Shadow work and pensions secretary Liam Byrne claimed the Bill was a “hit and run on working families” who were paying the price for the Chancellor’s economic failure.

A Labour bid to block the Bill and insist on a “compulsory jobs guarantee” was defeated by 328 votes to 262, a majority of 66.

Rhetoric about benefit “scroungers” and “skivers” used by the Conservatives will be toned down after a backlash from their own ministers and MPs, who fear the attacks could revive the Tories’ image as “the nasty party”.

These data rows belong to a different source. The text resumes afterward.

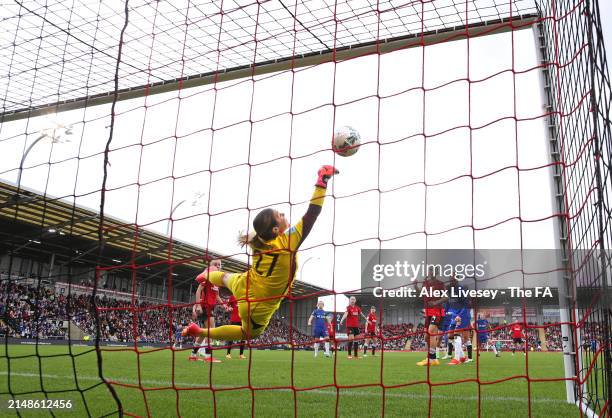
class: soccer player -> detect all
[475,315,499,357]
[308,300,329,357]
[172,322,185,350]
[340,296,367,358]
[510,322,527,355]
[189,260,223,363]
[363,306,378,357]
[416,269,448,366]
[445,276,473,365]
[183,165,338,341]
[325,313,336,350]
[225,295,246,359]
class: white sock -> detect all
[453,335,463,360]
[198,338,210,358]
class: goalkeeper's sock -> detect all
[191,342,200,356]
[182,323,245,342]
[453,335,463,361]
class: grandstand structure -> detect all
[0,0,612,416]
[0,178,325,329]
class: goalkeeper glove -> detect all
[315,165,340,189]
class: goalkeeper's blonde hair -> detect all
[238,208,278,252]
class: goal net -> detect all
[0,0,612,417]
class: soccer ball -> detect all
[332,126,361,157]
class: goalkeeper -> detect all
[182,165,338,341]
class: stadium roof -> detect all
[0,182,323,296]
[0,0,538,121]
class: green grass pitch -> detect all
[0,345,579,418]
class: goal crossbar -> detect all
[0,13,541,123]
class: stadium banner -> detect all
[512,306,536,319]
[542,306,561,319]
[360,249,598,308]
[3,337,282,350]
[478,306,506,319]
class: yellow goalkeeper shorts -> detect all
[228,272,281,336]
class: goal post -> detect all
[0,14,539,122]
[0,0,612,418]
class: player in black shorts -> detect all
[340,296,367,358]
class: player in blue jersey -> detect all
[444,276,473,365]
[308,300,329,357]
[172,323,185,349]
[475,315,499,357]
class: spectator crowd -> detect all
[0,280,601,351]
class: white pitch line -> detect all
[0,371,565,404]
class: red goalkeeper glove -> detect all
[315,165,340,189]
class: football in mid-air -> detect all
[332,126,361,157]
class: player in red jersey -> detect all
[363,306,378,357]
[416,269,448,366]
[325,314,336,342]
[510,322,527,355]
[225,295,246,359]
[189,260,223,363]
[340,296,367,358]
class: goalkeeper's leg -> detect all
[182,323,245,341]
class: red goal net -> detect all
[0,0,612,417]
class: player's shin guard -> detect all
[453,335,463,361]
[191,341,200,356]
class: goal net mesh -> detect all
[0,0,612,416]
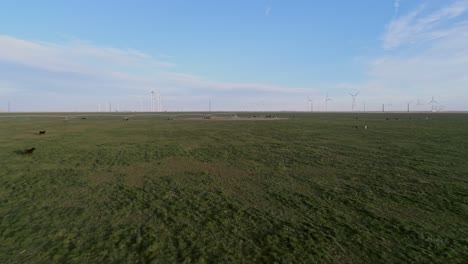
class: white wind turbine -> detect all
[406,100,414,113]
[307,97,314,112]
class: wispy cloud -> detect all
[383,0,468,50]
[0,36,309,110]
[393,0,401,15]
[341,1,468,110]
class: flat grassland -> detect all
[0,113,468,263]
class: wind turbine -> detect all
[349,92,359,112]
[325,93,333,112]
[307,97,314,112]
[151,91,155,112]
[416,97,424,105]
[428,96,438,112]
[406,100,414,113]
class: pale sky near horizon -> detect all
[0,0,468,112]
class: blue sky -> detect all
[0,0,468,111]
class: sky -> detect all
[0,0,468,112]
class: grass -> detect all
[0,113,468,263]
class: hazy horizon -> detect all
[0,0,468,112]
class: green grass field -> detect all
[0,113,468,263]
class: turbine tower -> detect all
[325,93,333,112]
[406,100,414,113]
[349,92,359,112]
[428,96,438,112]
[150,91,155,112]
[158,90,162,112]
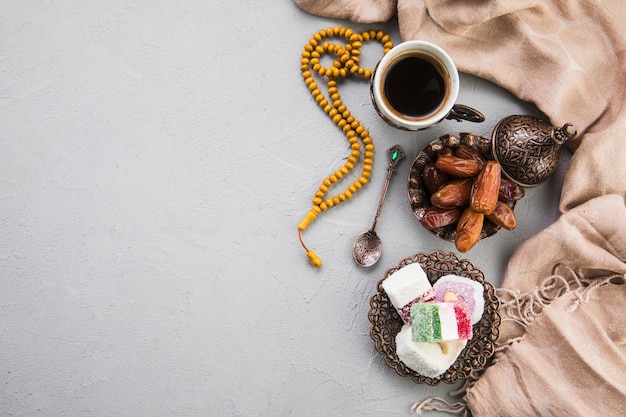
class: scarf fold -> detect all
[295,0,626,417]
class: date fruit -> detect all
[470,161,502,214]
[422,163,450,194]
[487,201,517,230]
[420,206,461,230]
[455,145,487,169]
[430,178,473,208]
[454,207,485,252]
[435,155,481,178]
[498,177,524,202]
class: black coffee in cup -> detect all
[384,54,447,118]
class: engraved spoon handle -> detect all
[370,145,404,232]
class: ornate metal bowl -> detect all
[368,251,500,385]
[407,132,515,242]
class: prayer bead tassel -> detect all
[298,26,393,267]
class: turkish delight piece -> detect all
[433,275,485,324]
[382,263,435,324]
[411,301,472,343]
[396,324,467,378]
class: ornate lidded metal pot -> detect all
[491,115,577,187]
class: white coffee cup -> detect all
[370,40,485,130]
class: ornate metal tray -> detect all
[407,132,515,242]
[368,251,500,385]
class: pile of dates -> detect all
[420,144,524,252]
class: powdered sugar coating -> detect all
[433,275,485,324]
[382,263,435,324]
[396,324,467,378]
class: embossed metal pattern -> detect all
[407,132,515,242]
[492,115,575,187]
[368,251,501,385]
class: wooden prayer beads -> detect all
[298,26,393,267]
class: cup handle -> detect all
[446,104,485,123]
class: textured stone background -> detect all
[0,0,568,417]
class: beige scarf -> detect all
[295,0,626,417]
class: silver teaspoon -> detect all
[352,145,404,267]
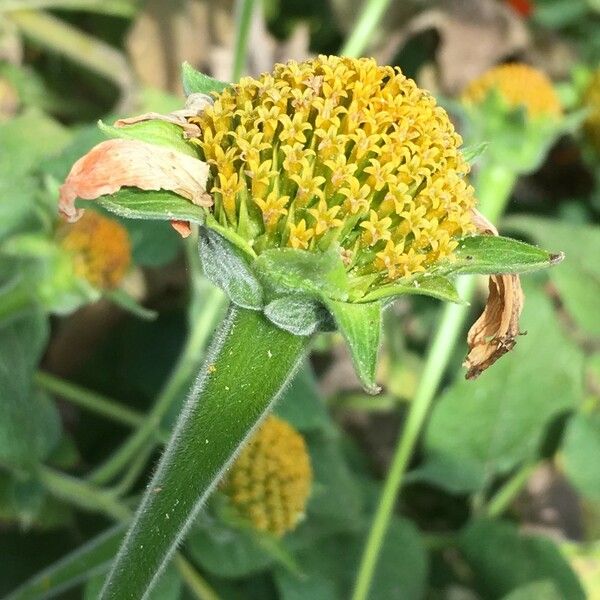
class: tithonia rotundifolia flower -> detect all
[462,63,563,117]
[58,210,131,290]
[221,416,312,537]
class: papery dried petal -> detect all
[463,210,524,379]
[59,139,212,221]
[464,274,524,379]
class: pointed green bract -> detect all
[325,300,382,394]
[98,119,198,158]
[199,227,263,310]
[444,235,564,275]
[255,248,349,301]
[93,188,204,224]
[181,62,230,96]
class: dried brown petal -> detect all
[59,139,212,221]
[463,210,524,379]
[464,274,524,379]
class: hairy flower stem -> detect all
[101,307,307,600]
[340,0,391,57]
[353,164,516,600]
[231,0,255,81]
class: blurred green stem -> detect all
[89,235,226,484]
[39,467,219,600]
[6,10,134,105]
[0,285,34,322]
[231,0,255,81]
[340,0,391,57]
[35,371,144,427]
[353,164,517,600]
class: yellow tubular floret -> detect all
[222,416,312,537]
[191,56,474,284]
[59,210,131,289]
[463,63,562,117]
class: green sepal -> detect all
[325,299,383,394]
[181,62,231,96]
[199,227,263,310]
[92,188,205,225]
[444,235,564,275]
[355,275,464,304]
[98,119,198,158]
[103,288,158,321]
[264,295,334,336]
[255,248,349,301]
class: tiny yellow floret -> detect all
[463,63,563,117]
[190,56,474,286]
[584,69,600,153]
[58,210,131,289]
[221,416,312,537]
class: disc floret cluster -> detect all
[191,56,474,283]
[222,416,312,537]
[463,63,563,118]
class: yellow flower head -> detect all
[222,416,312,537]
[584,69,600,152]
[59,210,131,289]
[463,63,562,117]
[189,56,474,284]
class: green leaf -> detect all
[104,288,158,321]
[562,413,600,502]
[95,188,204,224]
[503,215,600,337]
[264,295,330,335]
[275,517,428,600]
[181,62,231,96]
[199,227,263,310]
[274,363,331,432]
[355,275,463,304]
[325,300,382,394]
[425,285,583,492]
[502,579,563,600]
[4,525,126,600]
[0,313,61,467]
[98,119,198,158]
[255,248,349,301]
[447,235,564,275]
[459,521,585,600]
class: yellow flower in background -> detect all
[583,69,600,152]
[59,210,131,289]
[462,63,563,117]
[188,56,474,285]
[222,416,312,537]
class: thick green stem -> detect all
[340,0,391,57]
[35,371,144,427]
[353,164,516,600]
[90,281,224,484]
[231,0,255,81]
[101,308,306,600]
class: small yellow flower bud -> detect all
[584,69,600,153]
[463,63,562,117]
[59,210,131,289]
[222,416,312,537]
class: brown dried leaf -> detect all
[59,139,212,221]
[463,210,524,379]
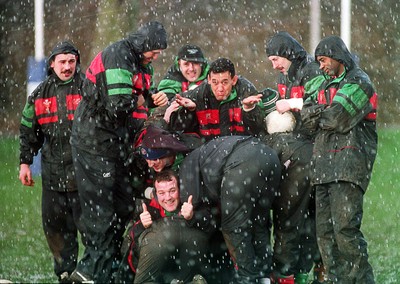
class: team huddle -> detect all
[19,21,377,284]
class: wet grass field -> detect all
[0,129,400,284]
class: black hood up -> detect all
[265,32,307,61]
[315,36,357,70]
[47,41,81,75]
[128,21,167,53]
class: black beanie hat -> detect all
[178,44,206,63]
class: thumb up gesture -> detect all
[181,195,193,220]
[140,203,153,229]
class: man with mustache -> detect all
[19,41,83,282]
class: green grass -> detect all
[0,129,400,284]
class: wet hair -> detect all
[153,169,179,188]
[208,58,235,77]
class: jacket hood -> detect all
[128,21,167,53]
[315,36,357,69]
[47,41,81,75]
[266,32,307,61]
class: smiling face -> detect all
[178,59,202,83]
[268,55,292,75]
[50,53,77,81]
[208,71,238,101]
[317,56,344,77]
[154,177,180,212]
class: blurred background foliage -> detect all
[0,0,400,135]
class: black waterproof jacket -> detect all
[301,36,378,191]
[71,22,167,158]
[20,42,84,191]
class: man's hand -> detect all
[151,92,168,106]
[276,98,303,113]
[242,94,262,111]
[181,195,193,220]
[136,95,146,107]
[175,94,196,111]
[19,164,35,186]
[140,203,153,229]
[164,101,179,123]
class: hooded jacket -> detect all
[266,32,325,134]
[302,36,378,191]
[169,76,264,141]
[20,41,83,191]
[71,22,167,157]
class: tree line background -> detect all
[0,0,400,135]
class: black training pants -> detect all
[72,147,134,283]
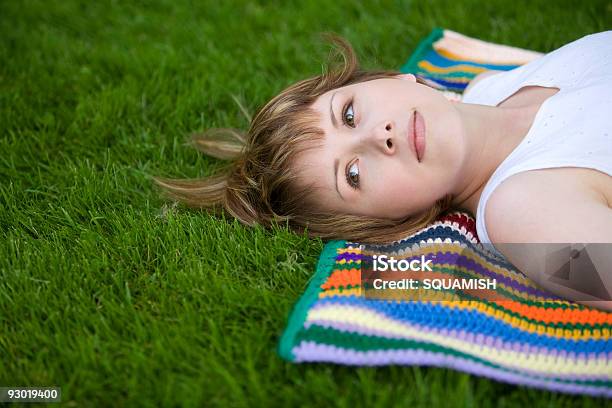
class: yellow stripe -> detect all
[319,288,612,340]
[307,305,612,379]
[436,48,527,66]
[418,61,488,76]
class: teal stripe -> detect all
[277,240,347,361]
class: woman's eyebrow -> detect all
[329,91,338,129]
[334,159,346,201]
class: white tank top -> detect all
[462,31,612,247]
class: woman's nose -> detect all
[372,121,397,154]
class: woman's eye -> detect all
[346,162,359,189]
[342,100,355,127]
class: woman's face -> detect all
[296,74,465,219]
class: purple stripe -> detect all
[336,252,363,262]
[292,341,612,398]
[304,320,612,372]
[433,252,560,299]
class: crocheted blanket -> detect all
[278,29,612,397]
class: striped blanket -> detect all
[278,29,612,397]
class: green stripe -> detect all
[320,264,612,330]
[400,27,444,74]
[296,324,612,388]
[277,240,346,361]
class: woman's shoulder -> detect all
[484,168,612,243]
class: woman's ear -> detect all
[398,74,416,82]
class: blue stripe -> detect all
[312,295,612,353]
[426,50,520,71]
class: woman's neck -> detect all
[452,103,537,216]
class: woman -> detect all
[157,31,612,307]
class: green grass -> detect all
[0,0,612,407]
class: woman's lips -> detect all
[412,111,425,163]
[408,110,425,163]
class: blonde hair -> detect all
[155,34,452,243]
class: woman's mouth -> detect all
[409,110,425,163]
[412,110,425,163]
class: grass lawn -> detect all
[0,0,612,407]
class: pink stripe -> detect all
[304,319,612,364]
[292,341,612,398]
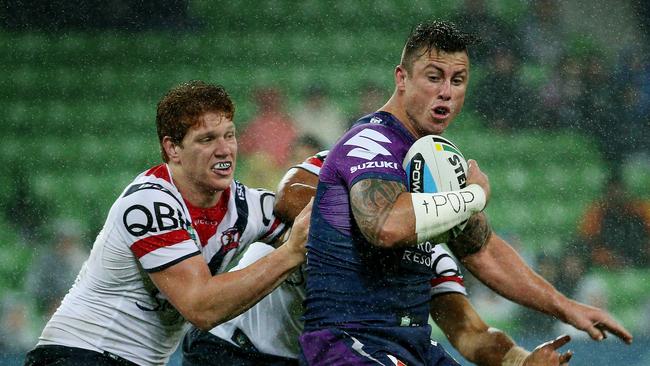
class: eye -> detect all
[451,78,465,85]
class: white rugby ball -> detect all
[402,135,467,234]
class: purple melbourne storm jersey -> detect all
[304,112,436,331]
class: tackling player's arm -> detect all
[430,293,572,366]
[448,213,632,343]
[273,167,318,225]
[149,199,311,331]
[350,160,490,247]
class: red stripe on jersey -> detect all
[131,230,190,259]
[431,276,465,287]
[305,156,323,168]
[262,218,280,239]
[144,164,172,183]
[185,187,230,246]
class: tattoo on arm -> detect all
[447,212,492,259]
[350,179,407,243]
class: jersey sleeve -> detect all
[431,245,467,297]
[114,183,200,272]
[328,125,406,187]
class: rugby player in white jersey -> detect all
[25,81,309,365]
[183,151,572,366]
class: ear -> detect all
[162,136,182,163]
[395,64,407,91]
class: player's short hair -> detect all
[400,20,480,72]
[156,80,235,162]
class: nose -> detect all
[438,80,451,101]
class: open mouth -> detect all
[212,161,232,170]
[433,106,451,118]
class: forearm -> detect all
[350,179,485,248]
[431,294,515,366]
[461,233,569,320]
[154,245,304,330]
[196,245,303,330]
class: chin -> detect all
[212,176,233,192]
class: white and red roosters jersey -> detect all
[38,164,284,365]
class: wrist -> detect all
[465,183,487,212]
[501,346,530,366]
[279,237,307,267]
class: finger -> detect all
[589,319,633,344]
[548,334,571,349]
[559,350,573,365]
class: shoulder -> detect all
[111,169,190,237]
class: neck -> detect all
[169,163,223,208]
[379,91,422,139]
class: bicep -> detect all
[350,179,414,245]
[149,255,212,318]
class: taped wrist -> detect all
[411,184,485,243]
[501,346,530,366]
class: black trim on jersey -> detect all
[350,172,408,189]
[429,290,467,299]
[122,182,183,207]
[208,180,249,276]
[145,250,201,273]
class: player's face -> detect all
[179,112,237,194]
[398,49,469,138]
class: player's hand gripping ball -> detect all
[402,135,467,237]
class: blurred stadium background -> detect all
[0,0,650,366]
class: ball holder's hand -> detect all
[523,335,573,366]
[563,300,632,344]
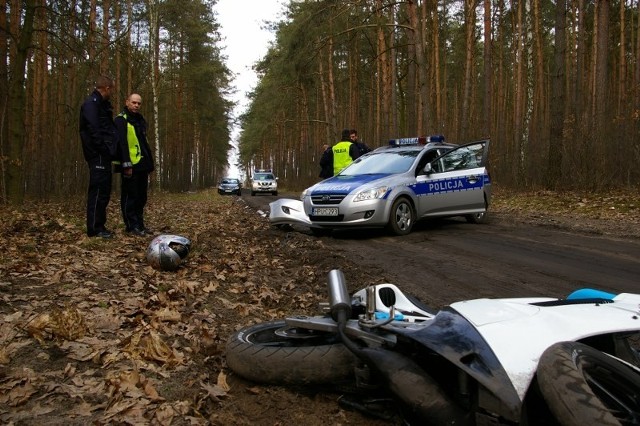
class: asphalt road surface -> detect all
[243,193,640,308]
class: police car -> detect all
[269,135,491,235]
[251,169,278,196]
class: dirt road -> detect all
[243,190,640,308]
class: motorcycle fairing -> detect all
[450,293,640,399]
[269,198,311,226]
[396,308,522,422]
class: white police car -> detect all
[251,169,278,196]
[269,135,491,235]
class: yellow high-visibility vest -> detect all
[331,141,353,176]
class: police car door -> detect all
[416,140,489,217]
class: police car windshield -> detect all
[338,149,421,176]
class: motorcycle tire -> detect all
[226,320,356,385]
[537,342,640,426]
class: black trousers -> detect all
[120,171,149,231]
[87,157,112,237]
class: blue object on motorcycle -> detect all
[376,312,404,321]
[567,288,616,300]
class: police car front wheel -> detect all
[387,198,416,235]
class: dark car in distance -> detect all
[218,178,242,196]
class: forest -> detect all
[0,0,640,203]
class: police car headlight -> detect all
[353,186,389,202]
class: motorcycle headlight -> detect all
[353,186,389,202]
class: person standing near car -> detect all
[114,93,154,236]
[319,144,333,179]
[349,129,371,157]
[79,76,117,238]
[331,129,359,176]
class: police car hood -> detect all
[308,173,395,195]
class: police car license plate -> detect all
[313,207,338,216]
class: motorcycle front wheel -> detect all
[537,342,640,426]
[226,320,356,385]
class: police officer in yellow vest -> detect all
[331,129,360,176]
[113,93,154,236]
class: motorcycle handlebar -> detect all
[327,269,351,322]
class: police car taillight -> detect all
[389,135,444,146]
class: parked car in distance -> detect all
[269,135,491,235]
[251,169,278,196]
[218,178,242,196]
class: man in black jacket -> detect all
[114,93,154,236]
[80,76,117,238]
[349,129,371,157]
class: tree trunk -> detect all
[482,0,493,137]
[461,0,476,140]
[547,0,567,189]
[6,0,36,204]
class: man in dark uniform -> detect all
[114,93,154,236]
[80,76,117,238]
[319,144,333,179]
[349,129,371,157]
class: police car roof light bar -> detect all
[389,135,444,146]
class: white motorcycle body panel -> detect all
[269,198,311,226]
[451,293,640,399]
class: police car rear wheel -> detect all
[387,198,415,235]
[465,212,487,223]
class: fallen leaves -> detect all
[0,195,342,425]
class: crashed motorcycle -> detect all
[226,270,640,425]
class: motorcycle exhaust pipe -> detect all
[327,269,351,322]
[359,348,471,426]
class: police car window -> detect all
[441,144,484,172]
[339,150,420,176]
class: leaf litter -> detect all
[0,191,390,425]
[0,191,640,425]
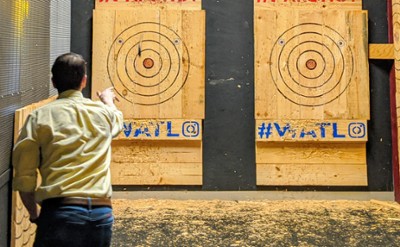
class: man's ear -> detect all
[81,75,87,90]
[51,78,57,89]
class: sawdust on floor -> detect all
[112,199,400,247]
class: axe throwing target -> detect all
[107,22,190,105]
[269,23,354,107]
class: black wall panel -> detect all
[363,0,393,191]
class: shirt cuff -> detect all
[12,176,36,192]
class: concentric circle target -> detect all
[107,22,190,105]
[270,23,354,106]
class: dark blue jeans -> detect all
[34,201,114,247]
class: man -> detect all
[13,53,123,247]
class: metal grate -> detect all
[0,0,71,246]
[50,0,71,95]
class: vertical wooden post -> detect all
[388,0,400,202]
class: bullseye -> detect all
[306,59,317,70]
[143,58,154,69]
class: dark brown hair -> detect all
[51,53,86,93]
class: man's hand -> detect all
[19,192,40,223]
[97,87,119,106]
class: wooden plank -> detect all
[254,0,362,11]
[256,142,367,166]
[369,44,394,60]
[10,96,58,247]
[255,8,370,120]
[115,119,203,141]
[95,0,202,10]
[256,120,368,142]
[257,164,368,186]
[391,0,400,202]
[111,141,203,185]
[92,8,205,119]
[111,163,202,185]
[112,141,202,164]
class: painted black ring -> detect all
[131,48,163,79]
[296,50,326,79]
[288,41,336,88]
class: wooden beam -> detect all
[369,44,394,60]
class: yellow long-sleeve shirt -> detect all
[12,90,123,202]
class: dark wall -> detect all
[363,0,393,191]
[71,0,392,191]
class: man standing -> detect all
[13,53,123,247]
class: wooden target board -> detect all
[254,0,370,186]
[92,2,205,119]
[92,0,205,185]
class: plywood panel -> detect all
[256,120,368,142]
[111,141,202,185]
[255,8,369,120]
[115,119,203,141]
[112,163,203,185]
[254,0,362,11]
[257,164,368,186]
[92,8,205,119]
[111,141,202,163]
[96,0,202,10]
[256,142,367,166]
[392,0,400,198]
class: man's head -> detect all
[51,53,86,93]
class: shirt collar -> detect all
[58,89,83,99]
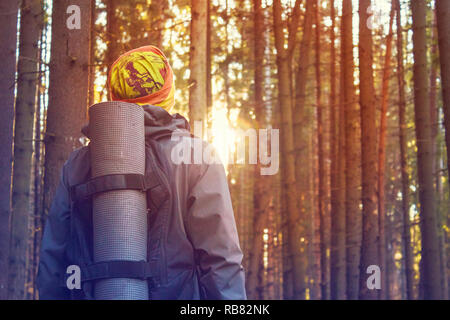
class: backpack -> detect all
[63,136,172,300]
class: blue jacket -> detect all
[37,105,246,300]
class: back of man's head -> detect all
[108,46,175,111]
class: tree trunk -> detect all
[378,4,395,300]
[0,1,18,300]
[290,1,314,298]
[44,0,92,226]
[436,0,450,298]
[341,0,361,300]
[436,0,450,188]
[206,0,214,114]
[395,0,414,300]
[8,0,43,299]
[189,0,207,126]
[273,0,305,299]
[359,0,385,300]
[315,0,329,300]
[247,0,271,299]
[411,0,441,299]
[330,0,345,300]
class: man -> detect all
[37,46,246,299]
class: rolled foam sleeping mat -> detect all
[89,102,149,300]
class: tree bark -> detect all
[436,0,450,298]
[247,0,271,299]
[436,0,450,188]
[395,0,414,300]
[189,0,207,128]
[341,0,361,300]
[105,0,121,99]
[411,0,441,299]
[0,1,18,300]
[289,1,314,297]
[330,0,345,300]
[273,0,305,299]
[8,0,43,299]
[44,0,92,228]
[378,4,395,300]
[359,0,385,300]
[315,0,329,300]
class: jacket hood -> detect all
[81,105,190,139]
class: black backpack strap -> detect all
[81,260,157,282]
[70,173,159,201]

Iain Duncan Smith, the Work and Pensions Secretary, has joined the criticism of the language used by Conservative Campaign HQ and the Chancellor George Osborne. Mr Duncan Smith was appalled by a Tory online advert last month showing a man on a sofa, asking whether the Government should support “hard-working families or people who won’t work”.

Lynton Crosby, the Australian political strategist who starts work this month as the Tories’ election campaign chief, joined Mr Duncan Smith in warning the party not to repeat the ad. Today the Tories ran a different ad, attacking Labour and saying they were “standing up for hard-working people”.

One Tory minister told informed the media “We’ve not got the language right at Conservative HQ and the Treasury. Some people who lose their jobs and many people on tax credits, are strivers not scroungers. Young people looking hard for their first job are not skivers; there is a danger we may make them feel like parasites, and that we look like the nasty party. The message should be that we are making work pay.”

Martin Vickers, Tory MP for Cleethorpes, where 500 jobs will be lost when the Kimberly-Clark nappy firm closes a plant, said: “I support the Bill but we must not tar everyone with the same brush. Some people in my constituency who will be on benefits for a few months; in no sense will they be scroungers.” Sarah Wollaston, Tory MP for Totnes, said: “We have to be very careful about the language that we use … I don’t feel it’s right to use words like skivers. It might rhyme with strivers but it doesn’t mean that it’s the right word to use for people on benefits.”

Vince Cable, the Lib Dem Business Secretary, said: “I’m very uncomfortable with some of the language being used by our coalition partners, attacking people out of work… That … is completely unacceptable.”

Labour adopted the high-risk strategy of opposing the measure but claims public opinion is shifting its way because two-thirds of those affected by the below-inflation rises are low-paid people in work.

Liam Byrne, the shadow Work and Pensions Secretary, said: “They know this is a strivers’ tax pure and simple and they’re now desperate to hide it.”

*l David Cameron and Nick Clegg are set to publish a dossier detailing progress on 480 pledges made by the coalition Government, which will acknowledge that some more than 70 targets have been missed, according to reports. The Daily Telegraph reported that the document will confirm that the coalition has failed to meet pledges in areas ranging from pensions and road-building to criminal justice, and said its publication appeared to have been delayed amid fears that it would overshadow any favourable coverage of the coalition’s mid-term review.

Cameron loses second minister in two days

David Cameron’s attempt to start the new year on a positive footing suffered another setback tonight when a second minister resigned from his Government.

Lord Marland of Odstock, a junior trade minister at the Department of Business, Innovation and Skills, is the second Conservative minister to leave the Government in as many days. It follows the surprise resignation on Monday of Lord Strathclyde as Leader of the House of Lords, which marred a relaunch of the Coalition.

A Downing Street spokesman said: “Lord Marland will be stepping down as a minister in order to focus on his role in trade promotion.” The former Conservative Party treasurer will continue to act as the Prime Minister’s trade envoy, and will lead delegations of businessmen on foreign trips.